The state has shown an unacceptable delayed response to this for-profit/private equity crisis, particularly by the Office of Health Strategy (OHS) under the leadership of former Commissioner Deidre Gifford, whom Sen. Gordon said contributed to the crisis.
“I warned early on that failure to act would come at a steep cost. I highlighted the similar, but bigger, problem encountered in Massachusetts by the for-profit Steward Health and the hundreds of millions of dollars of taxpayer money that the Massachusetts state government had to use to try to fix the problem there. I warned that the lengthy delay by OHS to approve Yale’s prior plan to buy all three of the Prospect hospitals in CT would cause the deal to fall apart, costing more in the long run. Since this happened, the state now must step up to clean up Prospect’s mess and prevent for-profit private equity from taking over more hospitals. These financial models have no place in Connecticut health care,” he added.
Sen. Gordon called for urgent legislative reforms, including a ban on private equity ownership of hospitals, ending lease-back real estate schemes, and a complete overhaul of the state’s Certificate of Need system. Sen. Gordon worked in a bipartisan fashion for the past several years on such legislation, but for various political reasons, the legislation did not make it.
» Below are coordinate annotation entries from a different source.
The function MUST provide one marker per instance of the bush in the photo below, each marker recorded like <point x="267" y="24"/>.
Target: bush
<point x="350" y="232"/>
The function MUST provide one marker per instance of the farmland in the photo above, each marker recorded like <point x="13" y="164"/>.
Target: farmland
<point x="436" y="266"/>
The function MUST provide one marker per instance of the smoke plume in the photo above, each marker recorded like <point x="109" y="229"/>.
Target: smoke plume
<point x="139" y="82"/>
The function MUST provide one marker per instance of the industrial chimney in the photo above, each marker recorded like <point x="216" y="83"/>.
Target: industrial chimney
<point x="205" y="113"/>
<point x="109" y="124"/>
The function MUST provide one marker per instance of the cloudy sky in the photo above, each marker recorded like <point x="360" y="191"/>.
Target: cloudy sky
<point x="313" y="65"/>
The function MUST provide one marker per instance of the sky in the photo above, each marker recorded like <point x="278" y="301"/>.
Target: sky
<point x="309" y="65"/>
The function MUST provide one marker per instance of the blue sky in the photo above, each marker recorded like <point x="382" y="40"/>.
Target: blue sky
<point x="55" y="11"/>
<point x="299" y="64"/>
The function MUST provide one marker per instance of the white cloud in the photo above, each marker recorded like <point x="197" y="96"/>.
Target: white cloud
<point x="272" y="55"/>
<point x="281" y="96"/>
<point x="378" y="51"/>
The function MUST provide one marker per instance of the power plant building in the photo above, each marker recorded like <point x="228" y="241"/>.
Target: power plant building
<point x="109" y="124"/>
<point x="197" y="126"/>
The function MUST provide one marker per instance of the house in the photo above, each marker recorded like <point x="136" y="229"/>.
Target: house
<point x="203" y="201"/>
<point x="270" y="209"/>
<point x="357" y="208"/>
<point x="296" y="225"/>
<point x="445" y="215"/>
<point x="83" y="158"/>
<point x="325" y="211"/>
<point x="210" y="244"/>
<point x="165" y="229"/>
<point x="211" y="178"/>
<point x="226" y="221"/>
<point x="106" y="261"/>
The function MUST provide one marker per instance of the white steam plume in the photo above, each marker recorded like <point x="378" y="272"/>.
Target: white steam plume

“I continue my fight to protect rural health care in our part of the state and take on hospitals that have cut back on such important services, such as labor and delivery at Johnson Memorial Hospital and Windham Hospital. I welcome further discussions with the Governor’s office, OHS, Hartford HealthCare, Rockville General Hospital, Day Kimball Hospital, and health care employee unions to ensure any hospital transitions prioritize patient needs, long-term service and financial stability, and protection of health care jobs. We need to better prioritize patient care in CT. It must be about patients over profits,” he concluded.